MERCREDI.                  

Éphéméride.

À Madame de Grignan

“À Vichy, lundi 8e juin [1676]

Hélas ! ma très chère et bonne, n’en doutez pas que je ne sois touchée très sensiblement de préférer quelque à vous qui m’êtes si chère et que j’aime si parfaitement. Toute ma consolation, c’est que vous ne sauriez douter de mes sentiments, et que vous verrez un beau sujet de faire votre réflexion de l’autre jour sur la préférence du devoir sur l’inclination; en voici un bel exemple, ma bonne, et je vous conjure, et M. de Grignan, de vouloir bien me consoler de cette violence qui coûte si cher à mon cœur. Voilà donc ce qui s’appelle la vertu et la reconnaissance; je ne m’étonne pas si l’on trouve si peu de presse dans l’exercice de ces belles vertus. Je n’ose, en vérité, appuyer sur ces pensées; elles troublent entièrement la tranquillité qu’on ordonne en ce pays. Je vous conjure donc, une bonne fois, de vous tenir pour toute rangée chez moi, comme vous y étiez, et de croire encore que voilà précisément la chose que je souhaite le plus fortement.” (Madame de Sévigné, Lettres choisies)                 

Lecture.

Trillium (Jeff Lemire, Vertigo, 2014 pour l’édition originale, Urban Comics, 2014 pour l’édition française, traduit de l’anglais par Benjamin Rivière; 216 p., 20 €).                       

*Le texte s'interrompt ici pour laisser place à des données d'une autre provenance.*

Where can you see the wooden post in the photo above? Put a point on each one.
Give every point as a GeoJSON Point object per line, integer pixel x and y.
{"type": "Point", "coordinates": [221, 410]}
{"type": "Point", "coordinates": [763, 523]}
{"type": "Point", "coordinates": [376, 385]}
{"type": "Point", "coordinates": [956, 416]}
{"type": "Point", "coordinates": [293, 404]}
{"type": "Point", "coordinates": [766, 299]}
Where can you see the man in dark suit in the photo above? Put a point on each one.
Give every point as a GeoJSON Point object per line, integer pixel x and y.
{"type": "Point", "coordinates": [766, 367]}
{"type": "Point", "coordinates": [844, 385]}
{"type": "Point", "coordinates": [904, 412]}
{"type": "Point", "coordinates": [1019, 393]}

“Katina” (“Only This”, Roald Dahl, in Ladies’ Home Journal, septembre 1944 pour l’édition originale, in À tire-d’aile, Julliard, 1976 pour la traduction française, traduit de l’anglais par Jean Malignon, rééd. in “Contes de l’inattendu : nouvelles, romans, récits”, Gallimard, coll. Quarto, 2021; 1568 p., 32 €).                       

Nouvelle.                       

“L’Heure du wub” (“Beyond Lies the Wub”, Philip K. Dick, in Planet Stories, juillet 1952, traduit de l’américain par Pierre-Paul Durastanti et révisé par Hélène Collon, in “Nouvelles complètes I 1947-1953”, Gallimard, coll. Quarto, 2020; 1280 p., 28 €).

Nouvelle.

JEUDI. 

Brève de trottoir.

Courriel.

Une demande d’abonnement aux notules.

VENDREDI.

Lecture.

Parlez-moi d’amour (What We Talk About When We Talk About Love, Raymond Carver, Knopf, 1981 pour l’édition originale, Mazarine, 1986 pour la traduction française, rééd. Librairie Générale Française, coll. Le Livre de poche biblio n° 3137, 1993, traduit de l’américain par Gabrielle Rolin; 160 p., s.p.m.).

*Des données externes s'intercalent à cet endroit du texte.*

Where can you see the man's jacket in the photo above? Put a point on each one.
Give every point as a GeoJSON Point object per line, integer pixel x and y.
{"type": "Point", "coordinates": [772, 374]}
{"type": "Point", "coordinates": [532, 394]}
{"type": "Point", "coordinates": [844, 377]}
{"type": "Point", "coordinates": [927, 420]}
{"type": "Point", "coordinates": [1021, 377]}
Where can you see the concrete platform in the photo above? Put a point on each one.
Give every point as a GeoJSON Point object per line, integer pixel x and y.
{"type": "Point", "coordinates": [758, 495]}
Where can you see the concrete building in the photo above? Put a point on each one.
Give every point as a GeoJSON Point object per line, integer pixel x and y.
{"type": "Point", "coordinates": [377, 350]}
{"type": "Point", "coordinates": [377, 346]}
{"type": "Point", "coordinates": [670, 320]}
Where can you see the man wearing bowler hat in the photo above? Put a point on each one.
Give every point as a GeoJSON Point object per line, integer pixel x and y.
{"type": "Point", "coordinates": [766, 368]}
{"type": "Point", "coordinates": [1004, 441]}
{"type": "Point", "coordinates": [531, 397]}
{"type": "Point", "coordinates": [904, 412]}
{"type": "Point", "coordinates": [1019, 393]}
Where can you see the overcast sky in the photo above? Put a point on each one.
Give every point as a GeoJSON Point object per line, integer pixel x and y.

À force d’entendre nombre d’écrivains (Philippe Djian en tête) se réclamer de Raymond Carver, j’avais envie depuis un moment de découvrir ses nouvelles. Celles qui sont rassemblées ici tournent autour du couple, un couple le plus souvent en souffrance, voire en rupture. Plus que des nouvelles construites comme un tout narratif avec un début, un milieu et une fin, ce sont des instantanés, des moments de vie, des épiphanies que donne à voir Carver : pas de conclusion, encore moins de chute, les personnages sont laissés en plan à la dernière ligne et c’est au lecteur d’imaginer ce que sera la suite de leur parcours. C’est très noir, très subtil, écrit avec une grande économie de moyens et digne, effectivement, de servir de modèle.

Le cabinet de curiosités du notulographe.

Presse : titres percutants, collection de l’auteur.

L’Écho des Vosges, 18 mars 2021

Vosges Matin, 16 avril 2021

SAMEDI.

Vie littéraire.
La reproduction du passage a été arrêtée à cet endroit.